Déterminer si vos sentiments sont normaux peut nécessiter une profonde introspection. Difficile de se fier à l’avis des autres. La plupart des gens trouvent que les autres s’attendent à ce qu’ils se remettent d’un chagrin, même majeur, bien avant eux. En fait, une plainte courante parmi les personnes en deuil est qu’après quelques semaines intensives où tout le monde est utile, la plupart des gens (amis, famille) ne veulent plus écouter ou semblent rebondir à leur vie normale alors que la personne en deuil se sent toujours très mal.
Même si les médicaments ne sont pas appropriés pour traiter le deuil, la thérapie peut l’être. À quelques exceptions près, la plupart des gens continueront d’être tristes pendant longtemps, et bien que cela puisse être normal, cela peut ne pas être toléré dans notre société. Faire face aux attitudes des autres qui s’attendent à ce que vous vous remettiez immédiatement sur les rails peut encore plus alimenter vos sentiments, et avoir un thérapeute ou un groupe de soutien qui comprend à quel point les sentiments tristes peuvent isoler est d’une aide extraordinaire.

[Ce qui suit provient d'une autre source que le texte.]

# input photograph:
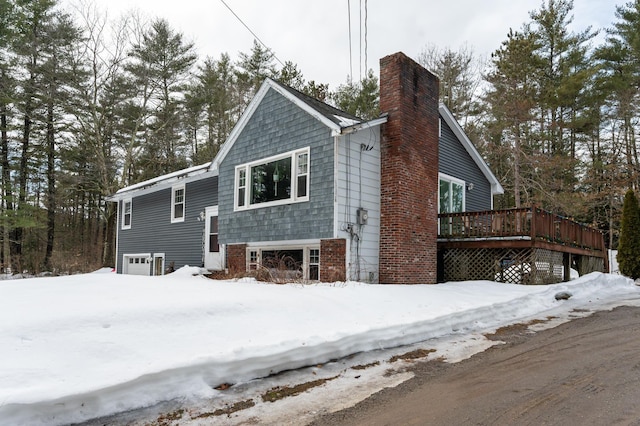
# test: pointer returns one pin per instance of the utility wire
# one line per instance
(350, 56)
(366, 15)
(360, 47)
(252, 33)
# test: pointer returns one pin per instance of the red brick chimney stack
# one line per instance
(409, 172)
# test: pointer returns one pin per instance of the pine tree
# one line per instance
(629, 244)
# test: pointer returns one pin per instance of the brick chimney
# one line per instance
(409, 172)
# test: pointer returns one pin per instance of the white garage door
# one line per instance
(137, 264)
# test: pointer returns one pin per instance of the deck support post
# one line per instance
(566, 263)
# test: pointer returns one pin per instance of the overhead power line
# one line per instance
(252, 33)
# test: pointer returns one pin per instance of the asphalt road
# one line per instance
(584, 372)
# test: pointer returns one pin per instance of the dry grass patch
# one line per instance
(365, 366)
(281, 392)
(417, 354)
(227, 411)
(519, 328)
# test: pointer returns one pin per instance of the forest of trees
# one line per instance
(89, 105)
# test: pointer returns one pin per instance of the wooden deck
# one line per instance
(540, 246)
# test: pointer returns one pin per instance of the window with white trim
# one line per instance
(177, 203)
(126, 213)
(281, 179)
(286, 263)
(451, 195)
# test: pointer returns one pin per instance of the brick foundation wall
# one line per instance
(237, 258)
(409, 172)
(333, 260)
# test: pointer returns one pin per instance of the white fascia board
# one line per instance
(283, 243)
(361, 126)
(496, 188)
(158, 184)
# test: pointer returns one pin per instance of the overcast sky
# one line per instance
(315, 34)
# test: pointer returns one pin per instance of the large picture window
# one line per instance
(276, 180)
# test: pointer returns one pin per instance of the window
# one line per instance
(177, 204)
(126, 214)
(214, 247)
(303, 171)
(277, 180)
(451, 200)
(286, 264)
(451, 195)
(314, 264)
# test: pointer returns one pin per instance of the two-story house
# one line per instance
(302, 184)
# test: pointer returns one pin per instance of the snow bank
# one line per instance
(78, 347)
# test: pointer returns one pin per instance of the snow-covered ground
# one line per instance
(79, 347)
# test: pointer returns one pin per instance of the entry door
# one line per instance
(213, 252)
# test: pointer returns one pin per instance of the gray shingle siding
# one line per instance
(278, 126)
(455, 161)
(152, 231)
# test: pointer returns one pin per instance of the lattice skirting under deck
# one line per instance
(520, 266)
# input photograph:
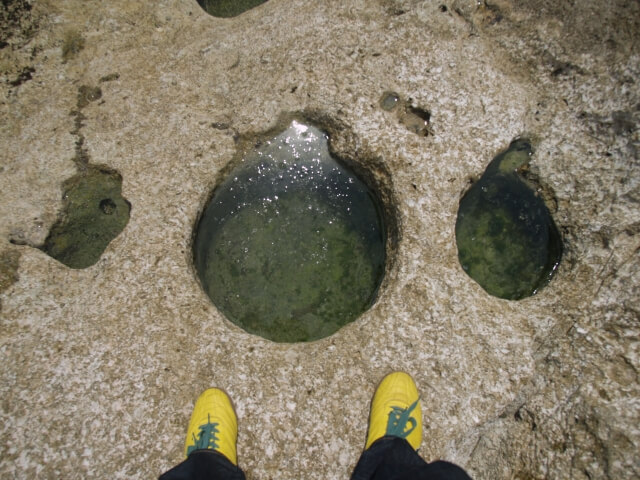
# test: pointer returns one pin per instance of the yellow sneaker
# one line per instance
(213, 425)
(396, 410)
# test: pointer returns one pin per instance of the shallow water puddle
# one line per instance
(228, 8)
(291, 246)
(507, 240)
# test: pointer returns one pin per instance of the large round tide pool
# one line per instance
(291, 245)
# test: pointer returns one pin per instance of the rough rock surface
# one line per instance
(101, 366)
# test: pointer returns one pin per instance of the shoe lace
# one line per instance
(400, 419)
(207, 437)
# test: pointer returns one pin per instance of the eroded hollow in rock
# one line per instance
(291, 245)
(94, 213)
(507, 240)
(228, 8)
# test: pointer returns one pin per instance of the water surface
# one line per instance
(291, 246)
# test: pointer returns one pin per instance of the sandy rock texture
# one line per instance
(101, 366)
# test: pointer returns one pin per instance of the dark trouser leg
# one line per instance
(392, 458)
(204, 465)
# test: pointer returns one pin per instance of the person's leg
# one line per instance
(393, 458)
(395, 433)
(210, 448)
(204, 465)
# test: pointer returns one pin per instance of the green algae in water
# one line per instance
(228, 8)
(94, 213)
(507, 240)
(291, 246)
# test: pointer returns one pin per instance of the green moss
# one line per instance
(507, 240)
(291, 246)
(228, 8)
(9, 261)
(72, 43)
(94, 213)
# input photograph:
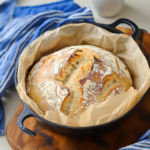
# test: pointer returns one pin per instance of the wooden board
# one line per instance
(129, 132)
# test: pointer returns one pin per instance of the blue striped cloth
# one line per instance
(19, 26)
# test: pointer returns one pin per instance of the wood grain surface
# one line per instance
(127, 133)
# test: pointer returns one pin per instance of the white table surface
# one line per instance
(136, 10)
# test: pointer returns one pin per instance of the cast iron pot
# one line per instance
(78, 131)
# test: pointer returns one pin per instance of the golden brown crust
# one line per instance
(73, 78)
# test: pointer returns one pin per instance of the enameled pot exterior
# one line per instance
(78, 131)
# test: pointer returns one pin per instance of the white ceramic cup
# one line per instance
(108, 8)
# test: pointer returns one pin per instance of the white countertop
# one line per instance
(136, 10)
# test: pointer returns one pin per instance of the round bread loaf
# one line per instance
(72, 79)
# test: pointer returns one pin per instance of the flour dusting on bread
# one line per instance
(72, 79)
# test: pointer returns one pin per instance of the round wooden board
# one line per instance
(129, 132)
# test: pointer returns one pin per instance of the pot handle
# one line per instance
(25, 114)
(130, 23)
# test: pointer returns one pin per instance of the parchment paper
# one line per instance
(86, 34)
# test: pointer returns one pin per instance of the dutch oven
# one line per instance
(78, 131)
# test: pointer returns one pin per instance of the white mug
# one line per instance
(108, 8)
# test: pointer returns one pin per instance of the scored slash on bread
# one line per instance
(72, 79)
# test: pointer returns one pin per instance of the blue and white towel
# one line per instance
(19, 26)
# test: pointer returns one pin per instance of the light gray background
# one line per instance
(136, 10)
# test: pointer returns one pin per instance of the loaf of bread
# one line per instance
(73, 78)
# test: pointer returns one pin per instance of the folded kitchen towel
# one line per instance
(19, 26)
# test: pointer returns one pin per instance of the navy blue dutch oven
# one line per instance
(78, 131)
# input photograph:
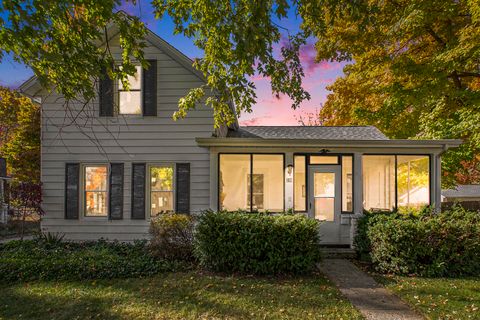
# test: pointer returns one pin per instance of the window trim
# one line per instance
(82, 196)
(118, 91)
(148, 189)
(251, 154)
(395, 155)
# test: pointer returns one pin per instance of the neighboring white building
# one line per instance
(130, 161)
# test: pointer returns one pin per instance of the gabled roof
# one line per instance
(32, 87)
(463, 191)
(309, 132)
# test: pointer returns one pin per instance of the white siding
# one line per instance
(124, 139)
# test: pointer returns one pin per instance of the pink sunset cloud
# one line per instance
(272, 110)
(308, 55)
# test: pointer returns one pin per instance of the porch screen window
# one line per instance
(299, 181)
(161, 189)
(234, 182)
(130, 101)
(347, 184)
(378, 182)
(396, 181)
(95, 190)
(251, 182)
(413, 181)
(267, 182)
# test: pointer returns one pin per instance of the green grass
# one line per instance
(190, 295)
(438, 298)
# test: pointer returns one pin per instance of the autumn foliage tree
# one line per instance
(20, 136)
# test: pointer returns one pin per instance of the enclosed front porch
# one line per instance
(334, 186)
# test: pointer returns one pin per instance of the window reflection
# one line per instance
(347, 183)
(161, 189)
(378, 182)
(95, 190)
(413, 181)
(299, 180)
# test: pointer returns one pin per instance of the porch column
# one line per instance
(213, 180)
(357, 183)
(288, 181)
(357, 195)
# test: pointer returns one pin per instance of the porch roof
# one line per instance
(319, 136)
(309, 132)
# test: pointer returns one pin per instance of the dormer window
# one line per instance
(130, 101)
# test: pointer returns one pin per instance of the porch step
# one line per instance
(338, 253)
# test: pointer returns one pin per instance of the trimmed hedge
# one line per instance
(38, 259)
(172, 236)
(438, 245)
(257, 243)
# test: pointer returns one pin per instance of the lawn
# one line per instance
(438, 298)
(189, 295)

En somme, en l’absence de causes évidentes, la tristesse à long terme doit être évaluée comme une dépression potentielle. Les pensées et les sentiments suicidaires méritent une attention médicale immédiate. Pourtant, la tristesse doit être comprise dans le contexte où elle se produit, et lorsqu’elle se produit dans le contexte d’une véritable perte, la meilleure aide peut être la thérapie par la parole et le temps.